07-06-2022 12:00 PM
I have a table in databricks called owner_final_delta with a column called contacts that holds data with this structure:
array<struct<address:struct<apartment:string,city:string,house:string,poBox:string,sources:array<string>,state:string,street:string,type:string,zip:string>,addresses:array<struct<apartment:string,city:string,house:string,lastSeen:string,poBox:string,sources:array<string>,state:string,street:string,type:string,zip:string>>,contactKey:string,emails:array<struct<emailId:string,lastSeen:string,sources:array<string>>>,lastModifiedDate:string,name:struct<firstNames:array<string>,lastNames:array<string>,middleNames:array<string>,salutations:array<string>,suffixes:array<string>>,phones:array<struct<extension:string,lastSeen:string,lineType:string,number:string,sources:array<string>,validSince:string>>,relationship:string,sources:array<string>>>
From this, I want to extract the emailId. I can extract contacts.emails which is an array that contains the emailId which itself can also be an array (if there are multiple emails tied to one record). The following is an example of one record returned from contacts.emails. A contact is akin to a business/company. So each element in the contacts.emails array is a person under that business/company. Furthermore, each person can have multiple emails (emailId).
array
What I would like to achieve is a column of just the emailId where there is one emailId per row. For the above example, I would like this one record split into 9 rows, one for each emailId. I tried using get_json_object but must be doing something wrong.

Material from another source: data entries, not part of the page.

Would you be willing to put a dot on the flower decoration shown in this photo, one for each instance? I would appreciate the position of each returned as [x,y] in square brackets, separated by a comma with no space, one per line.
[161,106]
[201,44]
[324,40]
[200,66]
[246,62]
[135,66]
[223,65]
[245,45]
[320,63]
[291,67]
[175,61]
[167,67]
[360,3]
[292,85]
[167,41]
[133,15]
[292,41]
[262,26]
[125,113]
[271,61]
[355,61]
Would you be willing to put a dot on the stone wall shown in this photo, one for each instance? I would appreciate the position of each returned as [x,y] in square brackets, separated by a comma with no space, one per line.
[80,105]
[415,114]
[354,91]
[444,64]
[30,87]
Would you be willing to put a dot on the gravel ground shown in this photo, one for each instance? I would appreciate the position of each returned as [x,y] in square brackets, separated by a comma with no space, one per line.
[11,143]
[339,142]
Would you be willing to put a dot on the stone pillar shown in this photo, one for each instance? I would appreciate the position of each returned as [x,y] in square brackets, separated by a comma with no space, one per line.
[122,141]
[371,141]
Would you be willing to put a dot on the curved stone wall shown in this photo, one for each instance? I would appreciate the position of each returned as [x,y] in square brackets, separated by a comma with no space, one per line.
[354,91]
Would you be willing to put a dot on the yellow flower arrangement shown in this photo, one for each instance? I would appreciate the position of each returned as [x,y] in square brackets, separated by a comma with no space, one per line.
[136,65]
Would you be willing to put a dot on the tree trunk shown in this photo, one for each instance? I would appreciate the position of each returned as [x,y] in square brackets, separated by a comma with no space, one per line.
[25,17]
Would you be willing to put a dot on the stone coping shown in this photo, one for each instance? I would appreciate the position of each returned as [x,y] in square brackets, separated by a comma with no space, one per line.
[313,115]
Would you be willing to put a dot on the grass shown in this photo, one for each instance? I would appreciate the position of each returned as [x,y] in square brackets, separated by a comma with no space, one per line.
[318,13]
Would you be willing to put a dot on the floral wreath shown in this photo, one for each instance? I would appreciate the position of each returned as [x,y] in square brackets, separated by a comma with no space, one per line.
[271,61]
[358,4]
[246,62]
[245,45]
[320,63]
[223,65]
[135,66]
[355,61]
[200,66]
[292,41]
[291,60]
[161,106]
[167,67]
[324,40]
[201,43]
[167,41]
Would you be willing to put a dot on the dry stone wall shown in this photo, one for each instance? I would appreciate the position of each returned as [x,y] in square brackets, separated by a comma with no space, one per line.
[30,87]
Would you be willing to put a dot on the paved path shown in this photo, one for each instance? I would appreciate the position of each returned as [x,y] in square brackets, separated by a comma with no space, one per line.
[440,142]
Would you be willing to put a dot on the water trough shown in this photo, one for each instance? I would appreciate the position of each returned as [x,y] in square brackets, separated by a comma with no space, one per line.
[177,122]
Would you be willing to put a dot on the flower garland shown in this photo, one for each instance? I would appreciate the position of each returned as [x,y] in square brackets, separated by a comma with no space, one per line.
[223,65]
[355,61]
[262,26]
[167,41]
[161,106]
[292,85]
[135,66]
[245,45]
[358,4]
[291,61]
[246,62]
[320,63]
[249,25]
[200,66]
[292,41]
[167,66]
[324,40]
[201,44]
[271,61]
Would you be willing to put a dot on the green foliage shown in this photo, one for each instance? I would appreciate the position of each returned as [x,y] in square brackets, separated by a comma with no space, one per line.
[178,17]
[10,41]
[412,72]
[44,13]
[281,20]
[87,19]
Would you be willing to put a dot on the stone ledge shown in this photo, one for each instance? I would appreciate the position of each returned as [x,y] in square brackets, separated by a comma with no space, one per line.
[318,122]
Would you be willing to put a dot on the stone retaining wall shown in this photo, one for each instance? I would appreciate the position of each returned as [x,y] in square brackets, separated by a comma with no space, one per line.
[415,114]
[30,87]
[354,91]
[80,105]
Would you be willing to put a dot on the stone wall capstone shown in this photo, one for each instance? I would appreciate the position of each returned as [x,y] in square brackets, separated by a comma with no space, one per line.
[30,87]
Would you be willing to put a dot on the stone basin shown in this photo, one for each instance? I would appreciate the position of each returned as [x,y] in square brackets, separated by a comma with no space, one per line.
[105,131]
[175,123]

select get_json_object(cast(contacts.emails as string), '$.emailId') as emailId from owner_final_delta
I tried the above query as well as other variations like using STR() or trying contacts.emails[0] or $contacts.emails and they all run into a compiler error or return null values. I would prefer a solution using SQL (so it can be easily utilized in Tableau), but any solution would work.
07-13-2022 10:22 AM
So when I read it in, this is how I read it in. I'm changing the temporary view table name so it wont conflict with your other table.
Python:
df1 = spark.read.format("csv").option("header", "true").option("escape", "\"").option("multiLine",True).load("file_path_where_csv_file_is_located")
df1.createOrReplaceTempView("owner_final_delta1")
display(df1)
select
from_json(contacts, """array<struct<address:struct<apartment:string,city:string,house:string,poBox:string,sources:array<string>,state:string,street:string,type:string,zip:string>,addresses:array<struct<apartment:string,city:string,house:string,lastSeen:string,poBox:string,sources:array<string>,state:string,street:string,type:string,zip:string>>,contactKey:string,emails:array<struct<emailId:string,lastSeen:string,sources:array<string>>>,lastModifiedDate:string,name:struct<firstNames:array<string>,lastNames:array<string>,middleNames:array<string>,salutations:array<string>,suffixes:array<string>>,phones:array<struct<extension:string,lastSeen:string,lineType:string,number:string,sources:array<string>,validSince:string>>,relationship:string,sources:array<string>>>""") contacts_parsed,
*
from owner_final_delta1
Then the last one is SQL.
07-13-2022 12:33 PM
This appears to have worked! I first uploaded it as a csv but turns out data was lost so that didn't work. But then I saved it as a .xlsx file and uploaded that to databricks. I then made a table out of it and saw that all the attributes (contacts included) were of string type.
When running the above SQL command you posted, the output was returned with the contacts_parsed column and the little arrow allowing me to see the breakdown of the JSON object.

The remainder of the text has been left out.